September 6, 2015
from Ned
GUTS contributor Madeline Lane-McKinley and Johanna Isaacson unravel the novelty of the “comedienne” and the ascent of “feminist” comedy in cinema. “While these SNL alum / Judd Apatow comediennes have absorbed the attribution of a ‘feminist boom’ in comedy, they describe the emptying out of feminism – the Nancy Fraser thesis of second-wave handmaidens of capitalism.”
The final book from Elena Ferrante’s addictive Neapolitan series was released this week, renewing discussion about the elusive author, and in the Atlantic, a profile of Ann Goldstein, the translator Elena Ferrante’s Neapolitan novels. “Ferrante, by insisting on preserving her own anonymity despite her international audience’s growing curiosity, has (perhaps unintentionally) managed to create an unlikely spotlight for her American translator.” Also, via The Toast, “How to Tell if You Are In An Elena Ferrante Novel.”

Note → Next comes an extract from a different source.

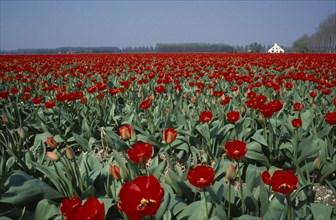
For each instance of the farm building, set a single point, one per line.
(276, 49)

We are all this woman falling asleep as Jeb Bush speaks.
“Disappearance is not just a euphemism for state murder; it’s intrinsic to capitalism’s need for disposable classes.” On the arrest and murder of “students, communists, socialists, union members, indigenous people” under Augusto Pinochet’s regime.
A comic on the effects of climate change in Syria.
Post VMAs, “What We Can All Learn from Nicki Minaj Schooling Miley Cyrus on Tone Policing.”
Briar Patch exposes “Higher Education’s Silent Killer.” Audit culture, “one of the more subtle aspects of the corporatization of universities,” affects “what types of research are permissible and determines which scholarship is legitimized and which is delegitimized.”
A short piece on getting by and the decline of the welfare state. “There is no money to be made selling blood anymore. It can, however, pay off to sell plasma, a component in blood that is used in a number of treatments for serious illnesses.”
A look into why Canada’s immigration department rejected Aylan Kurdi’s family’s refugee application. (Note: there’s automatic sound upon loading.)
The latest revelation that Ashley Madison “bots” posing as woman users more frequently interacted with male customers than actual real-life women exposes an interesting truth: that the dating site itself “was meant to sell a fantasy, to be a woman without all the inconvenience of actual aspirations and feelings.” The Jacobin on the new “Commodified Ideal Woman.” Also, somewhat unrelated, would you date a robot?
Elle Beaver celebrates Mrs. Universe winner Ashley Burnham, who has leveraged her recent pageant win to draw attention to the abuses of Harper’s government.
In response to GQ’s recent article exploring the “Sugardaddy/Sugarbaby” dynamic, Charlotte Shane shares 15 thoughts on the stigma of sex work. “The root of contemporary feminist antipathy towards sex work concerns male entitlement. Thus it seems ironic to me that you can’t talk about the needs of people who sell sex without a self-identified feminist demanding that men who buy it occupy equal space in the conversation.”
Can a rape joke ever be funny? Sady Doyle doesn’t answer this tired question, but rather approaches the “PC Comedy” debate from another angle, looking at the after-effects of a joke or lyric gone wrong.
A summary of Never Home, a multi-media project that investigates and documents the changes in immigration legislation over the last decade. The findings conclude hat “citizenship is becoming harder to get and easier to lose.”
This excellent interview with the incredible Anne Boyer, author of the new collection Garments Against Women, dwells on the politics poetry and the class character of literature.